LC: Imaging whole brain samples in 3D notably produces a lot of data. How do you analyze and make sense of it?
MT: The Allen Institute has always had an open science, open data mentality and commitment. Our scientific computing team has been building a system to not only host the raw data from this new pipeline, but also provide rich, extensive metadata describing the sample and how it was processed. We want to package this information on the cloud in a way that includes both the software tools and the environment in which those tools are run, so that people can easily rerun analyses or insert their own.
LC: What applications of this whole-brain light sheet data excite you?
MT: In addition to generating better comprehensive atlases – for different developmental time points or model animals, for example – we will use whole-brain light sheet imaging to quantitatively characterize expression patterns of the transgenic or viral genetic tools we are developing. Quantitative description of the expression patterns of these tools, which are used to label specific cells in specific parts of the brain, is currently limited.

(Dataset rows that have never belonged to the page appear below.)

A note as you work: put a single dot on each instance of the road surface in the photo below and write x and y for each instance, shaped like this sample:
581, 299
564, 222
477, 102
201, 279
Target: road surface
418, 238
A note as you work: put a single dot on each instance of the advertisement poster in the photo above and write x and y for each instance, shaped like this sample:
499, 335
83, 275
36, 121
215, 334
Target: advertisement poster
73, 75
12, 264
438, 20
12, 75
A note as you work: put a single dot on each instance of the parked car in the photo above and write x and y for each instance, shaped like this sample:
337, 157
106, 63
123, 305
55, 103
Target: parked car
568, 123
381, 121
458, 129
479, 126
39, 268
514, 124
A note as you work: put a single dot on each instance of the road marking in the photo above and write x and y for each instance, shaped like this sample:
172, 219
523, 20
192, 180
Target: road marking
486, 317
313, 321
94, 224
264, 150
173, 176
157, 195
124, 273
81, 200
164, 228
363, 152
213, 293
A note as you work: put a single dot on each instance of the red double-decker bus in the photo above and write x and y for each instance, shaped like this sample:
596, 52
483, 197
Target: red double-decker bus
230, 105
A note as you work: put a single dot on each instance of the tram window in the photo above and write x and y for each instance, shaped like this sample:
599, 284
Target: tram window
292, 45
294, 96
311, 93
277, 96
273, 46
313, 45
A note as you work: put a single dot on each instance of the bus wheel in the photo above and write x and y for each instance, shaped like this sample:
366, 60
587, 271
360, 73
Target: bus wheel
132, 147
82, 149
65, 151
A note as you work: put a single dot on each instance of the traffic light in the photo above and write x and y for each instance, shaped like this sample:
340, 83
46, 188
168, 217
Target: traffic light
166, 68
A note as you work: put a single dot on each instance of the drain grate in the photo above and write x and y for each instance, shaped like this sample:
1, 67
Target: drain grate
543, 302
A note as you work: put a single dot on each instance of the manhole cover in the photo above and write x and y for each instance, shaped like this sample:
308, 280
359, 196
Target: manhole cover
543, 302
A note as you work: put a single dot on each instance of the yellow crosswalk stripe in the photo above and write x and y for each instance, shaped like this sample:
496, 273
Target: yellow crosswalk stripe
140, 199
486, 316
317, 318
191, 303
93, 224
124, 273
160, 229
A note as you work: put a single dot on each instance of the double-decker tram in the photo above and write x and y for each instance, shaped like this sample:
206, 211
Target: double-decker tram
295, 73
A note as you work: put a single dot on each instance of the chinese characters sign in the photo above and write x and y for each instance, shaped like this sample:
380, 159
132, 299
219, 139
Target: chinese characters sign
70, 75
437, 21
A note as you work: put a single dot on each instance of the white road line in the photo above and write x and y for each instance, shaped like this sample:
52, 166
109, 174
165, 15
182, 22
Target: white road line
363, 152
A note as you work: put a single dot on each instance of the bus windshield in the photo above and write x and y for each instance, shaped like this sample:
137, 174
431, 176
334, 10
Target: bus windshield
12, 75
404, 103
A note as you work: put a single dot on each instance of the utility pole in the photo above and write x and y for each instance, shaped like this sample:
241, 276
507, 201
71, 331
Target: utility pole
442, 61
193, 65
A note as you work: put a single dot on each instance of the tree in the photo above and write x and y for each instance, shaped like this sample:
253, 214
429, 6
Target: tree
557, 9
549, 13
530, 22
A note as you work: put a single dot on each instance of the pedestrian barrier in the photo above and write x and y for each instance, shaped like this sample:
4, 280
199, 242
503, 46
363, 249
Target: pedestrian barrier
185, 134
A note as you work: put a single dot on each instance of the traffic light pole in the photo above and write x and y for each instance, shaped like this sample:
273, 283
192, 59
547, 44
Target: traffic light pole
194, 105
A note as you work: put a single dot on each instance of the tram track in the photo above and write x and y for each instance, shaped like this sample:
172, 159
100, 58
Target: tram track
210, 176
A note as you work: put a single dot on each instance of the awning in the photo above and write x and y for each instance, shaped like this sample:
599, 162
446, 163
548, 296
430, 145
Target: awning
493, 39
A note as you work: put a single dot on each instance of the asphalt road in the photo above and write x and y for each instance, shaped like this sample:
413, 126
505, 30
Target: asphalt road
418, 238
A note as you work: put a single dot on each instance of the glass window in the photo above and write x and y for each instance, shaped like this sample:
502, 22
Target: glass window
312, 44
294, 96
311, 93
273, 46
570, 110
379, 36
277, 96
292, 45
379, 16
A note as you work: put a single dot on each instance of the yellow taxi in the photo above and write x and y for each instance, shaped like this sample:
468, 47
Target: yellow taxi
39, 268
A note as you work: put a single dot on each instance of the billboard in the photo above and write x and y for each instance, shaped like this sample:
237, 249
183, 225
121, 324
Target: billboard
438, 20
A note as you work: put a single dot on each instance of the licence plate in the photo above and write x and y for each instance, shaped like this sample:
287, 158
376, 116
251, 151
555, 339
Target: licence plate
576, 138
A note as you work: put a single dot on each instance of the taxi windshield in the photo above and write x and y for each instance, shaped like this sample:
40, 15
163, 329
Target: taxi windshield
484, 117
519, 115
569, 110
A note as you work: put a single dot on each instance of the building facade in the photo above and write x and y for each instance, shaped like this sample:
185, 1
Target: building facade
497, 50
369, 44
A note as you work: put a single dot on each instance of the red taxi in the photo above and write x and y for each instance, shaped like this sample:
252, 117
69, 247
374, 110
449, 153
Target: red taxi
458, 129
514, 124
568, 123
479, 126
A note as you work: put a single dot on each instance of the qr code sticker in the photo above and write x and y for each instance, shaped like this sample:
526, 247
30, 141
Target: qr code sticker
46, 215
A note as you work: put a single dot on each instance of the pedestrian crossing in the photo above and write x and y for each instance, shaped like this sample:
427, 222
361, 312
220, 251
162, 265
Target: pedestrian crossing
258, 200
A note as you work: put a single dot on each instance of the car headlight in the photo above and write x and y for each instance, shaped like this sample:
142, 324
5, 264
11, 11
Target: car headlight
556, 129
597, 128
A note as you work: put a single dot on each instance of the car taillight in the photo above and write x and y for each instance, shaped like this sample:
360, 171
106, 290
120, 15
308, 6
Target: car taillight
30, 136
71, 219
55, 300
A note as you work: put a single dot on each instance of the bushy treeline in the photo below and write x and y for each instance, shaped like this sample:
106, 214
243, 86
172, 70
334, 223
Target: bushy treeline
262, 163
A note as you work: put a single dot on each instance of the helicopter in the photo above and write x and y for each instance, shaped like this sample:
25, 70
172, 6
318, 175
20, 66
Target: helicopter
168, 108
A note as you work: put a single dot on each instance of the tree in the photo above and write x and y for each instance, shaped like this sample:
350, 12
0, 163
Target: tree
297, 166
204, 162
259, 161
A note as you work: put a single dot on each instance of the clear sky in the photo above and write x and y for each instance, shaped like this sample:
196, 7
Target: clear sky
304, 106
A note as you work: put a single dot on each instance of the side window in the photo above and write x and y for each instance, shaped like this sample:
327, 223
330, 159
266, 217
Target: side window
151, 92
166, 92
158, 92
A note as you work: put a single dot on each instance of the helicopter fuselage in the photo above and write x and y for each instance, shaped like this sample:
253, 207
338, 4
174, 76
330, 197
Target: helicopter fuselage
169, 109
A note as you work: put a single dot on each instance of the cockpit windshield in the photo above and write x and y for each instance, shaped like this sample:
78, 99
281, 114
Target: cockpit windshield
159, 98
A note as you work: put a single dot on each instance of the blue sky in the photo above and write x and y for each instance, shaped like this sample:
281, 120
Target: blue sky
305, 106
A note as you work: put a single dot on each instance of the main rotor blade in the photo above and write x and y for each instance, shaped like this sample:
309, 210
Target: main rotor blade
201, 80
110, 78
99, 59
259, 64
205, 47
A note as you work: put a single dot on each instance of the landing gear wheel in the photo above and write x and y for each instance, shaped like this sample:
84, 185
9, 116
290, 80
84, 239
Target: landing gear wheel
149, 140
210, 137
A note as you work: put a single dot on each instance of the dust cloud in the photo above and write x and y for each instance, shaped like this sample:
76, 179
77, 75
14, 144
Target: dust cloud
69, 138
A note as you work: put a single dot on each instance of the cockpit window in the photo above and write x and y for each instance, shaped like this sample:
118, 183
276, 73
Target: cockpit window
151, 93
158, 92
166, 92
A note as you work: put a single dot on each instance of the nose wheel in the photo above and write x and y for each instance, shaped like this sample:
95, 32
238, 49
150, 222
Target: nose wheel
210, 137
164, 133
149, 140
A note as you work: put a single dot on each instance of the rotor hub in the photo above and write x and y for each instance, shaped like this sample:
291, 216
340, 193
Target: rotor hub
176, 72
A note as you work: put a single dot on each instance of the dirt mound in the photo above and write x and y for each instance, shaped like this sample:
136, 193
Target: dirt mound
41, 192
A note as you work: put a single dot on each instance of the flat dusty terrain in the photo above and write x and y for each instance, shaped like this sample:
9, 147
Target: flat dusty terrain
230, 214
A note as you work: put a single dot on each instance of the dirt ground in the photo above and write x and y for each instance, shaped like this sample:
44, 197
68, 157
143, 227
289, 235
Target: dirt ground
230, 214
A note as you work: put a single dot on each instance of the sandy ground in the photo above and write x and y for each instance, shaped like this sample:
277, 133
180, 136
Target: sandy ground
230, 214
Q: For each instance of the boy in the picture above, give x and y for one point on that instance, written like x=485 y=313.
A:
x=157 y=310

"SmartSPIM is faster than competitors, sometimes by an order of magnitude ... [and] allows us to easily distinguish 5 different fluorophores in one cleared sample."
We plan to use the SmartSPIM microscope to acquire this brain-wide data and register the datasets to our Allen Institute Mouse Common Coordinate Framework, enabling quantification of the numbers and locations of cells for each genetic tool.
This data will be integrated with other spatial or molecular information so that researchers will be able to make an educated decision about which tool to select to investigate a specific brain region or cell type. This process will be essential towards popularizing our genetic tools and providing guidelines for their use.